Six jeunes Espagnols font face à la justice pour violences sexuelles sur une adolescente de 14 ans. Le ministère public local a cependant réfuté les charges de viol car la jeune fille, ivre et sous influence de drogues au moment des faits, ne s’est physiquement pas suffisamment débattue contre ses agresseurs. Cela revient, selon lui, à un consentement tacite.
En octobre 2016, la jeune fille de 14 ans originaire de Manresa, dans le nord-est de l’Espagne, a été victime selon ses dires d’un viol en réunion commis par six jeunes hommes. Ces derniers avaient emmené leur victime dans une usine abandonnée et l’avaient tous violée tour à tour tandis qu’un septième homme les observait, lit-on dans l’acte d’accusation.
L’avocat de la victime a insisté sur la gravité des faits et a demandé que la culpabilité pour viol soit reconnue envers tous les participants et qu’y soient assorties des peines de 15 à 20 ans de prison. Les procureurs espagnols, eux, sont plutôt d’avis que le réquisitoire pour viol ne tient pas la route car l’adolescente, même si elle n’a pas exprimé son consentement en tant que tel, ne s’est pas non plus ostensiblement opposée à ces rapports en groupe.
La victime était, au moment des faits, sous l’influence de l’alcool et de drogues et ne s’est physiquement pas défendue. Les procureurs penchent donc pour de “simples” violences sexuelles, passibles de 12 ans d’emprisonnement maximum. La jeune fille s’exprimera une nouvelle fois à la barre lundi afin de plaider sa propre cause et obtenir que ses agresseurs soient bel et bien jugés pour viol.
Se battre ou consentir?
Ce dossier très médiatisé en Espagne cristallise les opinions divergentes sur la question du consentement. Il rouvre un débat farouche sur les lois espagnoles à double sens sur le viol.

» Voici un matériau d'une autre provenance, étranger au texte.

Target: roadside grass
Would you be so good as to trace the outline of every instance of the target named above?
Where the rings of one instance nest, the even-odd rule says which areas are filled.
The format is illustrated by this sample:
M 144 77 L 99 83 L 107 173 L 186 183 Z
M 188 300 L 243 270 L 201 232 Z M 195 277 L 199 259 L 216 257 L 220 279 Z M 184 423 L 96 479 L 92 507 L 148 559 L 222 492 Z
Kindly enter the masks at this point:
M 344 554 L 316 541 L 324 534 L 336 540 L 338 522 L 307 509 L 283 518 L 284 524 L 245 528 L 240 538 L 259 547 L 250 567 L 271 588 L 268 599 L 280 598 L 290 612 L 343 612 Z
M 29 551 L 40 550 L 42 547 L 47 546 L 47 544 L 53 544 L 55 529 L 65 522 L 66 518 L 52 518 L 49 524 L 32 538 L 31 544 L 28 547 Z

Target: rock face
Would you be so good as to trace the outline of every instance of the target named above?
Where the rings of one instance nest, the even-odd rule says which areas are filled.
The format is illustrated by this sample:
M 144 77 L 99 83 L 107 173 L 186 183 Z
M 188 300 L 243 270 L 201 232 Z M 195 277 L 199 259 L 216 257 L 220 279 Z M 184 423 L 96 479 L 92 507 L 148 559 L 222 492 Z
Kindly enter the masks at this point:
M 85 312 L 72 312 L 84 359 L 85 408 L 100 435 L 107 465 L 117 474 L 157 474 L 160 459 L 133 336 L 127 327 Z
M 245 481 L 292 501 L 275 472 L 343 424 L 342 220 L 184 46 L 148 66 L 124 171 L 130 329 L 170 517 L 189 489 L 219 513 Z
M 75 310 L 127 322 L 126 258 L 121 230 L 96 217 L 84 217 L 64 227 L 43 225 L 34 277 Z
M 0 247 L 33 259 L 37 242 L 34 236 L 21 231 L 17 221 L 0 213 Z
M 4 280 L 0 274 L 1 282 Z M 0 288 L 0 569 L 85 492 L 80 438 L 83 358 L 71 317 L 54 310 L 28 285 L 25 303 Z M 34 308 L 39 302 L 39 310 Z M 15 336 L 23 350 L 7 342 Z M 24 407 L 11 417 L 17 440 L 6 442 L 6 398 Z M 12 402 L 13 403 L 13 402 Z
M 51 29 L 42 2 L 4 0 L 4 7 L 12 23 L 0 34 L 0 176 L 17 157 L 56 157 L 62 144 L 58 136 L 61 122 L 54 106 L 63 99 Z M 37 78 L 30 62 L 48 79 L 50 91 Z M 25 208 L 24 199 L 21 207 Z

En effet, dans la loi espagnole, le viol n’est effectif que lorsque la victime s’est défendue de manière visible face à son agresseur et lui a clairement fait comprendre par une opposition physique violente qu’elle refusait le rapport sexuel.
Le fait que la victime ne se débatte pas, peu importe que cela soit par peur ou parce que son état physique ne le lui permet pas, induirait son consentement. Un raisonnement problématique, s’indignent les experts. Car il est fréquent qu’une victime présente une sorte de “paralysie involontaire” lors d’abus sexuels. Il s’agit d'une réaction tant psychologique que physique à une expérience extrêmement traumatique. De plus, les victimes droguées ou ivres ne sont souvent pas en mesure de se débattre. Cela ne signifie pas que toutes ces personnes sont consentantes.
Orgie et tournante, pas le même combat
L’affaire évoque une autre du genre, lors du jugement du viol collectif d’une autre adolescente espagnole en 2016 à Pampelune. De la même manière, dans cette affaire dite de “la Meute”, un premier juge avait interprété le droit espagnol en estimant qu’il n’y avait pas viol vu que la victime ne s’était pas battue avec ses cinq agresseurs.
En guise de protestation face à ce jugement, des milliers de manifestants avaient exprimé leur colère dans les rues durant un an. Finalement, la cour suprême espagnole a décidé, le mois dernier, d’alourdir les peines des auteurs en statuant sur le viol effectif car la victime était tout simplement trop effrayée lors des faits pour réagir. Mais le dossier de Manresa prouve une nouvelle fois qu’en Espagne, il y a encore beaucoup à faire pour qu’il y ait enfin une distinction claire entre orgie et tournante.